Theorem B on the first page of this paper states the following : If $R$ is a Noetherian ring and $M$ is a maximal ideal in $R[X_1,X_2,...,X_n]$, then $M \cap R$ is a prime ideal of $R$.
With this, as every prime ideal of a ring is not maximal, I am wondering if there is a counterexample to the following : If $R$ is a Noetherian ring and $M$ is a maximal ideal of $R[X]$, then $M \cap R$ is a maximal ideal of $R$. This claim has been speculated to be true by the instructor in my algebraic geometry course.
Thank you !
For a counterexample, take $R=\mathbb{Z}_{(p)}$ and $M=(pX-1)$. Then $R[X]/M\cong R[1/p]=\mathbb{Q}$ is a field so $M$ is maximal, but $M\cap R=0$ is not maximal in $R$.

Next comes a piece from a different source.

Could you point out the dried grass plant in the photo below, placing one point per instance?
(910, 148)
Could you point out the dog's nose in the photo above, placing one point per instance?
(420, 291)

A commutative ring $R$ with the property that every maximal ideal in $R[X]$ has maximal intersection with $R$ is called a Jacobson ring. This property has many equivalent formulations; for instance, it is equivalent to saying that every prime ideal in $R$ is an intersection of maximal ideals. A general version of the Nullstellensatz says that any finitely generated algebra over a Jacobson ring is Jacobson. It follows that if $R$ is Jacobson, then any maximal ideal in any finitely generated $R$-algebra pulls back to a maximal ideal in $R$. (In the case that $R=k[X]$ for an algebraically closed field $k$, this implies the classical Nullstellensatz over $k$.)